After creating the test infrastructure, we use Ansible as a configuration management tool to install docker, prepare the Jenkins Agents and the Dynatrace OneAgent.

Test Result Analysis

Each test run is documented in our self-developed test management tool to track configuration changes between different test runs:

T-Systems self-developed test management tool gives direct links to results of every test run
T-Systems self-developed test management tool gives direct links to results of every test run

The test management tool we developed can be used to call different user interfaces of our test automation, i.e.

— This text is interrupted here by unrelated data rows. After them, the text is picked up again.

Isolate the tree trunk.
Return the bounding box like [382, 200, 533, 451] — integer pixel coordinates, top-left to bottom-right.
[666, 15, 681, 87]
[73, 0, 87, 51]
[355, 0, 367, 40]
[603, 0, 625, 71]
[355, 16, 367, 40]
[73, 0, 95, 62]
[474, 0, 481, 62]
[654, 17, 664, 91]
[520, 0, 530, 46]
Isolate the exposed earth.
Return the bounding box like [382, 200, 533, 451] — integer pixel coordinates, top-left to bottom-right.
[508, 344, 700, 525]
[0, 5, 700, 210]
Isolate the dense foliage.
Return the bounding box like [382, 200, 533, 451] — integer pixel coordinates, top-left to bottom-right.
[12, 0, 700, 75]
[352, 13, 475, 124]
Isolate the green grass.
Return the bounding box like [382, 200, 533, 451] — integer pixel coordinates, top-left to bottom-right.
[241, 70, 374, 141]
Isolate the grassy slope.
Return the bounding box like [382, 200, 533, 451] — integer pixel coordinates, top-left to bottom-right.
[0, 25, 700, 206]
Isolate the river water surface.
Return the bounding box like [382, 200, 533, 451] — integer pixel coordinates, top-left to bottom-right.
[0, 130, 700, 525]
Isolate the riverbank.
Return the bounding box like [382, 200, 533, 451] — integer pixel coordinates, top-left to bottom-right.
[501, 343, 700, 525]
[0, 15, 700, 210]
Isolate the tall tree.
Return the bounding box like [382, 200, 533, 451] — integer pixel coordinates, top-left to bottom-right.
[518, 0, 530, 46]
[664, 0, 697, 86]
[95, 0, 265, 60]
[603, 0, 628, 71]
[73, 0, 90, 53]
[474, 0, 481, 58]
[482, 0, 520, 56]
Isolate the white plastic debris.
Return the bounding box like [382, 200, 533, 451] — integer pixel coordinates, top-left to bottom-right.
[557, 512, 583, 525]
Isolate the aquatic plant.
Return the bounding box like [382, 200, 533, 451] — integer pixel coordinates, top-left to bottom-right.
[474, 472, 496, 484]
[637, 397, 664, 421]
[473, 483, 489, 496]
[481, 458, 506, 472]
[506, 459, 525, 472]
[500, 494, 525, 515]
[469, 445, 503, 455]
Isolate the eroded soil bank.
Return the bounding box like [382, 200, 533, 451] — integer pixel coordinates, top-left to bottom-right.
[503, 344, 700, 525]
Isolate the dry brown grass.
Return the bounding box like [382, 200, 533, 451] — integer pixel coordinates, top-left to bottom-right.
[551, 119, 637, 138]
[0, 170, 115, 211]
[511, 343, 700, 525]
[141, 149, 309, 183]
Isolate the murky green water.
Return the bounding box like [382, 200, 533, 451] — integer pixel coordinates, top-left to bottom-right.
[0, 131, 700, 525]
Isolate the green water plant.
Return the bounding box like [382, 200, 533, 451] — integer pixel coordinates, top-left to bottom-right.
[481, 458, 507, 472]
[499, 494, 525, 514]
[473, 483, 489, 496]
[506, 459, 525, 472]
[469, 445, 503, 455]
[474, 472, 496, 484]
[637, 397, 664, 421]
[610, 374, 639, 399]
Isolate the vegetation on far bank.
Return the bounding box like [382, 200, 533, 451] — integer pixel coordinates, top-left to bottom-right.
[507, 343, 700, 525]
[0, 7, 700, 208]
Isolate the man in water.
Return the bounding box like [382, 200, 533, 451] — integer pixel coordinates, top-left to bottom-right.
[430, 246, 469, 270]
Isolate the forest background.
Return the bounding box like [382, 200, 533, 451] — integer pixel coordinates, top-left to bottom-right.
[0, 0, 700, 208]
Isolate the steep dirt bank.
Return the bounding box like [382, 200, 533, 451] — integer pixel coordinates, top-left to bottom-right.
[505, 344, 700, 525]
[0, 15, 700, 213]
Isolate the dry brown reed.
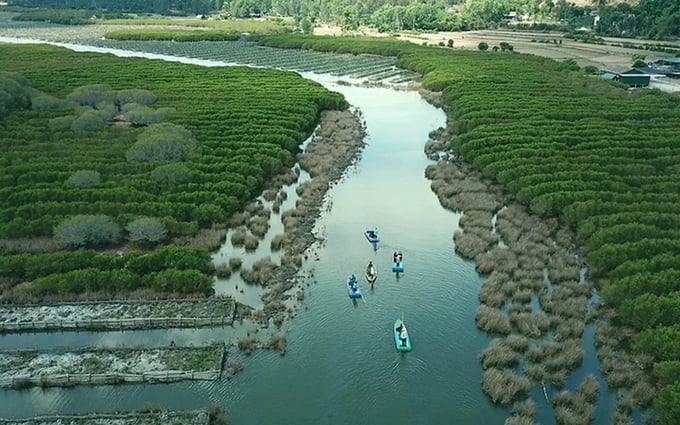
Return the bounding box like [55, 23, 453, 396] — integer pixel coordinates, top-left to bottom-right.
[503, 416, 535, 425]
[611, 410, 635, 425]
[508, 300, 532, 315]
[458, 210, 498, 230]
[226, 360, 243, 378]
[509, 311, 550, 338]
[269, 234, 286, 251]
[281, 252, 302, 267]
[231, 227, 248, 247]
[515, 273, 548, 294]
[479, 338, 522, 369]
[512, 398, 536, 419]
[503, 334, 529, 354]
[245, 201, 264, 216]
[174, 226, 227, 251]
[550, 316, 586, 341]
[524, 363, 550, 382]
[475, 304, 512, 334]
[272, 167, 300, 187]
[576, 374, 600, 403]
[475, 246, 517, 274]
[482, 368, 531, 404]
[215, 263, 231, 278]
[541, 289, 588, 321]
[512, 284, 533, 303]
[453, 229, 492, 259]
[265, 334, 288, 356]
[262, 189, 278, 202]
[248, 217, 269, 238]
[241, 257, 277, 286]
[479, 272, 509, 307]
[228, 211, 250, 228]
[237, 336, 257, 355]
[229, 257, 243, 270]
[243, 235, 260, 251]
[552, 391, 595, 425]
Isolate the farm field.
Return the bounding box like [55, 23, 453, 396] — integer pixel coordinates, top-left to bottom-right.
[314, 25, 680, 72]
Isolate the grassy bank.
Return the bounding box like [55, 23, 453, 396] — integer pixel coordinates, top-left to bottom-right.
[248, 35, 680, 423]
[0, 46, 347, 301]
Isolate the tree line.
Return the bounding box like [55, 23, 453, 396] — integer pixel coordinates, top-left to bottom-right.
[248, 35, 680, 424]
[9, 0, 680, 39]
[0, 46, 347, 246]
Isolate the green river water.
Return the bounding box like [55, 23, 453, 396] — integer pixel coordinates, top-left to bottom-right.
[0, 44, 614, 425]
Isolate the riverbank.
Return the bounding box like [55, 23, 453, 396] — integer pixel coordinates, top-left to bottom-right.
[241, 110, 366, 326]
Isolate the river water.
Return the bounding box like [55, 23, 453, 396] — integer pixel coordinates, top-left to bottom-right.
[0, 39, 613, 425]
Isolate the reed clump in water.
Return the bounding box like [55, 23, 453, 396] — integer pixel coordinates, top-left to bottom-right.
[482, 368, 531, 404]
[479, 271, 510, 308]
[262, 189, 278, 202]
[505, 398, 536, 425]
[227, 211, 250, 228]
[226, 360, 243, 379]
[479, 338, 522, 369]
[248, 215, 269, 238]
[231, 227, 248, 248]
[265, 334, 288, 356]
[241, 257, 278, 286]
[215, 263, 232, 278]
[475, 304, 512, 334]
[552, 375, 599, 424]
[269, 234, 286, 251]
[243, 235, 260, 251]
[474, 246, 519, 275]
[237, 335, 257, 355]
[453, 227, 498, 258]
[229, 257, 243, 271]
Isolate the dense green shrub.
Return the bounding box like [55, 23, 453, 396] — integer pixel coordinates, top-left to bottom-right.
[66, 170, 102, 187]
[151, 163, 194, 185]
[145, 269, 214, 295]
[125, 123, 196, 162]
[653, 360, 680, 385]
[125, 217, 168, 245]
[54, 215, 120, 247]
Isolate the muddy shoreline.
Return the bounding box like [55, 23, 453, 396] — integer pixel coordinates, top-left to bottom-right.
[244, 110, 366, 326]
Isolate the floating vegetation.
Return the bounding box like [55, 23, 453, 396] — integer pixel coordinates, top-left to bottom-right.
[475, 304, 512, 334]
[1, 408, 209, 425]
[237, 336, 257, 355]
[241, 257, 277, 286]
[482, 368, 531, 404]
[480, 339, 522, 369]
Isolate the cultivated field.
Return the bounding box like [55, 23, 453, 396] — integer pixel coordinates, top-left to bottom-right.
[314, 25, 680, 72]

Jenkins, Git, JMeter, the Dynatrace dashboard together with the test timeframe and our self-developed ReportEngine test report:

T-Systems test report gives an overview of results from JMeter for each test run
T-Systems test report gives an overview of results from JMeter for each test run

The result overview currently shows data from JMeter split by Use Case by parsing the JLT raw data.

Next Steps: Collaboration on Keptn

We always strive for more and easier-to-manage automation. Therefore, future projects will use a dedicated Jenkins pipeline library to reduce the manageable code in the Jenkinsfiles and to iterate faster.

Some already established and running load test projects are currently migrating to continuous load testing with pipeline integration rather than involving the load test team for manually triggering tests only when publishing major releases.

Our team is also collaborating with Dynatrace to standardize some of this functionality through the open-source project Keptn. At the core, Keptn uses an SLO (Service Level Objective) scoring approach to automate the analysis across multiple metrics (SLIs). This is functionality we intend to better integrate into Jenkins and our reporting capabilities. Furthermore, Keptn solves the interoperability challenges between multiple tools such as configuration management, infrastructure, deployment, testing, and observability tools. As switching or integrating new tools in an automation process is always a lot of work, we expect Keptn to help us lower the automation efforts in our current Jenkins pipelines. As Dynatrace also offers Keptn orchestration capabilities to their enterprise customers as part of their Cloud Automation solution the entry-level barrier for many organizations is very small!

I, Andreas Grabner, want to say Thank you to Raphael Pionke for his work and contribution to the performance engineering community. It was great collaborating on this blog post and I am looking forward to working closer with you on integrating your best practices into Keptn.